Neanderthal had a whole host of other questionable traits that would have made any H. sapiens’ (meaning wise) mother warn their sons to stay away from the Neanderthal ladies.  For example, they were prone, not only to depression, but to eating disorders resulting in malnutrition.

Furthermore, the Vanderbilt study found other undesirable traits such as skin cancer was more common amongst them, as well as an increased risk for blood to clot, which would be useful in case of an injury but could also lead to a pulmonary embolism. They were prone to carry the known cancer-causing virus, Ebstein Bar.  Altogether, not great genetics! But Neanderthals were pretty spectacular artists.

Unfortunately, our genes are the most important factor in what we look like, what diseases we are prone to, what our body weight is likely to be, our eye and hair color, how long we will live, and pretty much everything else. Whatever environmental changes we have at our disposal, whatever medicines or surgical treatment we undergo cannot change the genes. Just choosing different parents would do it.  Of course, that would take a time machine or a wormhole in the fabric of space-time.  There is nevertheless some hope for the future.  GMO (Genetically Modified Organisms) have been around for a few decades.  Regrettably, there is not much public support for it.  Stories of genetically modified foods bring up visions of horror shows with the modified genes taking over our bodies with new diseases, and furthermore, the wild genes creating mutations that are then passed on to our offspring. Movies showing fly heads implanted on human bodies and other monstrous assaults on our delicate biochemical structures have frightened us.  But that is mostly hype of people who read too much Sci-Fi and trust the environment and nature more than it deserves to be trusted.  GMO’s, on the contrary, have done a lot of good, from providing better yield in growing produce, to animals that are healthier, make more milk, and provide more meat.  The entire dog population is GMO created.  We would not do very well having a wolf sleeping with us at night.  But with just a few modified genes, we get cute, friendly, puppies that grow into the best friend man (or woman) can have.

T-cells are a special lymphocyte in the blood that are central in formulating the body’s immune defenses. It has become possible to snip out parts of a DNA sequence that is harmful or inactive in a T-cell and replace it with a beneficial sequence.  Diseases that were incurable are now nearer to a cure than ever with gene therapy.  Certain malignancies and Multiple Sclerosis can be controlled by harvesting your T-cells in the blood, getting a virus that has been pre-programmed to carry a beneficial DNA snippet that infects your T-cells, thus inserting the good DNA into them.  Now your T-cells are ready to take on the fight against whatever malady with which you are afflicted.  It sounds impossible, but it is here and now.

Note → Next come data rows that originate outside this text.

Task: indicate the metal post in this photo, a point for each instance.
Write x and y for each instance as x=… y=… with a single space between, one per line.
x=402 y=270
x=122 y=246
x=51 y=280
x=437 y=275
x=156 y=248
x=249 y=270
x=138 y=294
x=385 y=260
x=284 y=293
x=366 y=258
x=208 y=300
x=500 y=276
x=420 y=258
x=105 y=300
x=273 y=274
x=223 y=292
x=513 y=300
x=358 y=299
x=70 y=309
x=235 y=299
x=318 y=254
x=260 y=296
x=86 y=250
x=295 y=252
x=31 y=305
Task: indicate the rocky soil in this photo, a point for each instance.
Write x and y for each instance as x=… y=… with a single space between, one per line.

Buckminster Fuller, the architect, inventor, and futurist who discovered that the rate of new knowledge increases with ever-accelerating speed, and now our fund of knowledge doubles every 12 months. It took us 3 million years to get from the Rift Valley in Kenya to Kitty Hawk, North Carolina, and about another 69 years to reach the Sea of Tranquility on the moon.  We are starting a new decade; it will be astounding*!


*Line was stolen from Walt Adair, former Chief of Police of Santa Paula, CA.